La empresa detrás del servicio satelital de Starlink redujo el tiempo permitido de conexión fuera del país de origen, dejó el roaming internacional solo para los planes más caros y sumó un registro obligatorio de viaje con datos personales, documento y selfie. Para los clientes nuevos, los cambios ya rigen desde mediados de julio. Para quienes ya tenían el servicio, la fecha clave es el 17 de agosto de 2026.

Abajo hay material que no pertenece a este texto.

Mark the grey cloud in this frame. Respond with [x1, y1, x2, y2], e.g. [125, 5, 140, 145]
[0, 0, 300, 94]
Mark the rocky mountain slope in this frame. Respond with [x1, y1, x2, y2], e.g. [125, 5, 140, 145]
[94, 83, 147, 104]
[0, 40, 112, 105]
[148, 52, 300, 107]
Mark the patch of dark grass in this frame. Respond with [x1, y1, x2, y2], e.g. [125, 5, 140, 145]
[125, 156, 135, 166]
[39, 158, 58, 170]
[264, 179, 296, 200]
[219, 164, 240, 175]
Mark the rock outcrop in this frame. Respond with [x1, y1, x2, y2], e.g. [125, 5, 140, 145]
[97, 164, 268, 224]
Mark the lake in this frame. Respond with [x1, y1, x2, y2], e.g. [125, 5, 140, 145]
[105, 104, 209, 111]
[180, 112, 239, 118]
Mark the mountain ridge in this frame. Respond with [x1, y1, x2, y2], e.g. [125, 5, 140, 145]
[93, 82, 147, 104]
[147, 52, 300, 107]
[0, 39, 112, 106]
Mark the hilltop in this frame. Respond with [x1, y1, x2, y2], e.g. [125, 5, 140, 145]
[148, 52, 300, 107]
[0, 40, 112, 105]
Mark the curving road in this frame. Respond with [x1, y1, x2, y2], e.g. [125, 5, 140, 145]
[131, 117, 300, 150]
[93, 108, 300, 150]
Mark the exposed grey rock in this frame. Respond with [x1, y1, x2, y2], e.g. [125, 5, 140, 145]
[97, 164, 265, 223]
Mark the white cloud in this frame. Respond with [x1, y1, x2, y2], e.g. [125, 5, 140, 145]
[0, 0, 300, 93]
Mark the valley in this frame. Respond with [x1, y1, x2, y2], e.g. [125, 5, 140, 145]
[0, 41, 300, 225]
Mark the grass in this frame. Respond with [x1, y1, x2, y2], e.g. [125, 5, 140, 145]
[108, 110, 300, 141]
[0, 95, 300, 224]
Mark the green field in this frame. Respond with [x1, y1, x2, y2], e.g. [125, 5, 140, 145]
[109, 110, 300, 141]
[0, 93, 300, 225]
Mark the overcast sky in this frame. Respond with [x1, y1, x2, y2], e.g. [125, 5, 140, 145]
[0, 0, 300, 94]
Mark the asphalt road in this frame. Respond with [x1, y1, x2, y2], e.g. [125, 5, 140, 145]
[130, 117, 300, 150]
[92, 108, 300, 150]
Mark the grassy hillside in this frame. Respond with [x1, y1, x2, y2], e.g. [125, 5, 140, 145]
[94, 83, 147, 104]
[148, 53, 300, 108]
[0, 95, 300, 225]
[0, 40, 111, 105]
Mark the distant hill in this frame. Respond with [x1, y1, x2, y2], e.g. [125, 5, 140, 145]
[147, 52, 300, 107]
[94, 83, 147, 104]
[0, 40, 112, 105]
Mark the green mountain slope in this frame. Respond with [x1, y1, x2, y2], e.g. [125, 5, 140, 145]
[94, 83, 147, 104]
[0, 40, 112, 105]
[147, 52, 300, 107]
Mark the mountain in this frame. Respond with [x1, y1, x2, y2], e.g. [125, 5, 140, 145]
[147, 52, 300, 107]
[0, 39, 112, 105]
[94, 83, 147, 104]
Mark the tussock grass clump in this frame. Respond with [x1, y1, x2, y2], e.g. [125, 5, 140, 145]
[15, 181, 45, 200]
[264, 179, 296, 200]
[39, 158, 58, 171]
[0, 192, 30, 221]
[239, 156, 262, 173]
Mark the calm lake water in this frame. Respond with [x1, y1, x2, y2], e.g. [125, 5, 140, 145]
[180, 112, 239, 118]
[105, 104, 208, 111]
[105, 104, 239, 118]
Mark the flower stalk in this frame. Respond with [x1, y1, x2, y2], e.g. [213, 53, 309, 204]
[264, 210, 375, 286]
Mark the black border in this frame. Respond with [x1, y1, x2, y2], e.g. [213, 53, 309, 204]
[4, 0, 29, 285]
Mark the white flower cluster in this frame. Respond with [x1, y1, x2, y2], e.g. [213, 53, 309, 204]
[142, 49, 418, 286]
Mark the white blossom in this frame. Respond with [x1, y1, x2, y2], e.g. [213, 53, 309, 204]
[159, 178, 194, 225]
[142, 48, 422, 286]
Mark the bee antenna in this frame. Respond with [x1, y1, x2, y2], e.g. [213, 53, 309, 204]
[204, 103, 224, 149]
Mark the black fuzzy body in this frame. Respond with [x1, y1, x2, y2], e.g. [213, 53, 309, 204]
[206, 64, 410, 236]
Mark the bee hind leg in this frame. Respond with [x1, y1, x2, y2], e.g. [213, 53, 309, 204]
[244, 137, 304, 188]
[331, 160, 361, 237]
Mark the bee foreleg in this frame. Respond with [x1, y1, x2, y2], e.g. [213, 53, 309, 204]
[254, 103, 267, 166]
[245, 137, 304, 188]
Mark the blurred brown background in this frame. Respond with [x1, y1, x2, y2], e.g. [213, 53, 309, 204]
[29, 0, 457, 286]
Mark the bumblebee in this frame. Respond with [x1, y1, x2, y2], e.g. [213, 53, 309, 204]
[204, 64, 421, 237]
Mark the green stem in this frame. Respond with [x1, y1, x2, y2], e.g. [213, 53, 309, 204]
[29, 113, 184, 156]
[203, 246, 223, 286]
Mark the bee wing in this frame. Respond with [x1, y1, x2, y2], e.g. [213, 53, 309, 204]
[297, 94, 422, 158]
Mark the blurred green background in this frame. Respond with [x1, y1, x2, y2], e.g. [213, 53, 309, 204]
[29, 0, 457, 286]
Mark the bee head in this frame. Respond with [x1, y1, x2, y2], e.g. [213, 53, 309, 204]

En la Argentina, Starlink ganó terreno porque resolvió un problema muy concreto. Hay zonas rurales, rutas, campos, campings y localidades donde la fibra óptica no llega. Para esos usuarios, la antena se volvió una salida práctica. El punto es que esa idea de llevar Internet satelital por América latina sin demasiados trámites empieza a cambiar.
Cuánto tiempo podés usar Starlink fuera de la Argentina
El cambio que más pesa para viajeros frecuentes, trabajadores remotos y nómadas digitales es el nuevo límite de uso internacional. Antes, Starlink contemplaba hasta 60 días por viaje fuera del país donde estaba registrada la cuenta. Esa regla se aplicaba con controles irregulares y permitía estadías largas en países vecinos sin cortes inmediatos.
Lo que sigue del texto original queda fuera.